Over the centuries there have been several unsuccessful attempts to reform the City of London’s financial centre. Following the creation of the Labour Party one of its central planks was its opposition to the City and in particular the independent Bank of England. The leading Labour politician in London, Herbert Morrison, towards the end of WWI said: “Is it not time London faced up to the pretentious buffoonery of the City and wipe it of the municipal map. The City is now a square mile of entrenched reaction, the home of the devilry of modern finance and that journalistic abortion, the stunt press. The City is an administrative anachronism.”

Over the decades that followed the Labour Party continued to pledge to abolish the corporation and include it in the wider London government. Labour’s current shadow chancellor John McDonnell said: “The traditional Labour position was to control the finances of the country in the long term interests of its people.”

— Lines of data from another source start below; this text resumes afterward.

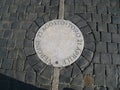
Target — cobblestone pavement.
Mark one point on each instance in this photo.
(99, 20)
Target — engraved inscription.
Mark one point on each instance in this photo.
(59, 43)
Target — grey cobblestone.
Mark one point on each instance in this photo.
(7, 64)
(13, 54)
(99, 74)
(116, 58)
(112, 48)
(106, 58)
(106, 18)
(96, 58)
(102, 27)
(87, 54)
(65, 78)
(47, 73)
(8, 34)
(97, 18)
(20, 75)
(30, 77)
(106, 37)
(111, 72)
(101, 47)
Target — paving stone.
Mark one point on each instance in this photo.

In the run up to the 1945 election Labour leader Clement Attlee said: “Over and over again we have seen that there is in this country another power than that which has its seat at Westminster. The City of London, a convenient term for a collection of financial interests, is able to assert itself against the government of the country. Those who control money can pursue a policy at home and abroad contrary to that which has been decided by the people. The first step in the transfer of this power is the conversion of the Bank of England into a state institution.”

When the Bank of England was created in 1694 it was largely to provide credit for building our navy and ushered in a financial revolution which led to the creation of mortgage markets, Lloyds of London insurance, a stock exchange, a financial press and the rapid expansion of overseas trade. But although Attlee’s government did nationalise the bank in 1946, the bank had powerful cards to play, in particular its control over the nation’s money.

Interestingly when Labour lost the 1951 election Winston Churchill’s government did not repeal the nationalisation of the bank. That may well be because Churchill had discovered that during WWII the governor of the Bank of England had transferred a substantial proportion of Britain’s gold reserves to Nazi Germany because we owed them the gold but the governor of the bank never consulted the government before he did this.

Although Attlee had nationalised the bank it continued to be run by the same group of old Etonian merchant bankers. Although the government had acquired powers to issue directions to the bank it admitted in 2010 that ‘Thus far the power has not been used.’